Increased support to refugee-hosting countries key to addressing rising displacement

December 12, 2023

Failure to support countries hosting refugees or welcoming returnees puts development gains at risk.

UNDP Moldova

13 December, Geneva – Investing in sustainable development is the only way to reduce historic levels of forced displacement, meet the needs of refugees and communities, and ease pressure on host countries and those welcoming returnees. At the second Global Refugee Forum in Geneva 13-15 December, the United Nations Development Programme (UNDP) warned of new and protracted displacement unless support to refugee-hosting countries is sharply increased. 

Failure to support countries hosting refugees or welcoming returnees puts development gains at risk and leaves refugees dependent on humanitarian aid. Recognizing this, UNDP is pledging to scale up support in 30 plus countries and help them unlock long-term financing, invest in access to services, livelihoods, decent jobs and justice, while strengthening peacebuilding, climate action and national and local coordination and management.

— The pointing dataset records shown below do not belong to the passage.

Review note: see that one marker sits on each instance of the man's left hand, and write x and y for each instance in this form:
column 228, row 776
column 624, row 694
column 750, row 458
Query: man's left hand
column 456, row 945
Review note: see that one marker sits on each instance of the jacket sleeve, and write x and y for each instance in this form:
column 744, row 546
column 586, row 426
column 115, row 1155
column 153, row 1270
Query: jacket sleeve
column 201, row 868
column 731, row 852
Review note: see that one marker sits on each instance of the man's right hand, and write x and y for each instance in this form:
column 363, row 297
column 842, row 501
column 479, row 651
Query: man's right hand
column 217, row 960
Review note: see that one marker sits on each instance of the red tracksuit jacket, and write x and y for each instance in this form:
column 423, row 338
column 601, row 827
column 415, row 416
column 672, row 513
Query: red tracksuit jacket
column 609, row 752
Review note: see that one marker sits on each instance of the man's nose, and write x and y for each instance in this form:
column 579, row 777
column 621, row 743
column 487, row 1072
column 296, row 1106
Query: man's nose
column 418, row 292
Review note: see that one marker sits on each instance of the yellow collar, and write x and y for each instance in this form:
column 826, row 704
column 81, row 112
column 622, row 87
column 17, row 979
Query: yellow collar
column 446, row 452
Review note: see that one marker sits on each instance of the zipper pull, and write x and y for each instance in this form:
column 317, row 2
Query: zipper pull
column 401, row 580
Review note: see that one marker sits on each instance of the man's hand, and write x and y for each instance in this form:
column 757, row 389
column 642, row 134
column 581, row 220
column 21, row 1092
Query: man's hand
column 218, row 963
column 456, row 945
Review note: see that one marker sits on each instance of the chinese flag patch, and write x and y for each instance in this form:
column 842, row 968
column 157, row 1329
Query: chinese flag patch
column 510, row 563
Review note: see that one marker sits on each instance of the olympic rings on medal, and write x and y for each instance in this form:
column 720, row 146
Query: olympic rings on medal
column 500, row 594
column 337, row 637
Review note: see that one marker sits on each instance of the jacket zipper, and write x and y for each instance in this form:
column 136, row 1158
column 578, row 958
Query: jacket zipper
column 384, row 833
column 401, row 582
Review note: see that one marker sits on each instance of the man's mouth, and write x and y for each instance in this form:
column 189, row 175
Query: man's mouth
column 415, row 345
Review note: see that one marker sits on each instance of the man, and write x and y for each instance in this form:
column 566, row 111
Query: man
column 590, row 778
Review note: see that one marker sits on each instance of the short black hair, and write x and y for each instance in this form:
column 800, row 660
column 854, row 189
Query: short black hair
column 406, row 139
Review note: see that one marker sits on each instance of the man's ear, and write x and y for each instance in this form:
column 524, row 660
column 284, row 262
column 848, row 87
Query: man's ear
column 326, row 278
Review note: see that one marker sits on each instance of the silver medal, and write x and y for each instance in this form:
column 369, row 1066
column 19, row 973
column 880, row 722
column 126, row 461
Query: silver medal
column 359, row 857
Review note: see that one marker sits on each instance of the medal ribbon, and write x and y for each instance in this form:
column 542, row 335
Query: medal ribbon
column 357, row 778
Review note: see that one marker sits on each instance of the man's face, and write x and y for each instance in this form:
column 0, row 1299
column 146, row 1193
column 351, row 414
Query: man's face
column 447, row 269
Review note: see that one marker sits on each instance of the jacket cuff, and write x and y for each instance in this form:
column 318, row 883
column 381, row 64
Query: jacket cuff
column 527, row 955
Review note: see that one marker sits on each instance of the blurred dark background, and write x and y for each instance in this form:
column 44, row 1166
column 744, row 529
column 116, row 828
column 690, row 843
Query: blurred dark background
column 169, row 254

“The human cost of forced displacement is heartbreaking. We need a renewed sense of global solidarity to tackle the challenges facing refugees and host communities. Supporting humanitarian assistance, development investments and peacebuilding efforts will help countries secure a future for themselves and the refugees they host,” said UNDP Associate Administrator Haoliang Xu at the Global Refugee Forum. 

As a collective call to action, the Government of Japan and UNDP are also launching a multi-sectoral pledge to “Accelerate and better leverage the Humanitarian-Development-Peace nexus approaches in forced displacement settings”.

The Global Compact on Refugees, which emphasizes global responsibility sharing, is under severe strain. At the end of 2023, the number of refugees, asylum seekers and other people in need of international protection reached 47.8 million (UNHCR). 

The world’s low- and middle-income countries – not wealthy States – host the most refugees (76 per cent). According to the 2023 Global Compact on Refugees Indicator Report, 80 percent of the world’s refugee population is being hosted by countries that together represented only 19 percent of the world’s income. 

Large movements of people are putting the economies, services, and societies of developing countries under severe pressure, leaving them dependent on insufficient levels of international aid. Between 2020 and 2021, only 34 percent of the total Official Development Assistance (ODA) for refugee situations in developing countries was for development financing, 6 percent on peace and 3.6 percent in support of refugees returning to countries of origin. In 2022, only half a million refugees accessed solutions including voluntary repatriation, local integration, and resettlement.

The Global Refugee Forum takes place every four years to track progress and set new ambitions of tackling forced displacement. UNDP is also engaged in several multi-stakeholder pledges including the UN Common Pledge 2.0. a pledge on climate action and finance, the legal aid community pledge, and advancing durable solutions through securing housing, land and property rights and leveraging its area-based approach and stabilization programming to facilitate reintegration in countries of return, such as Afghanistan.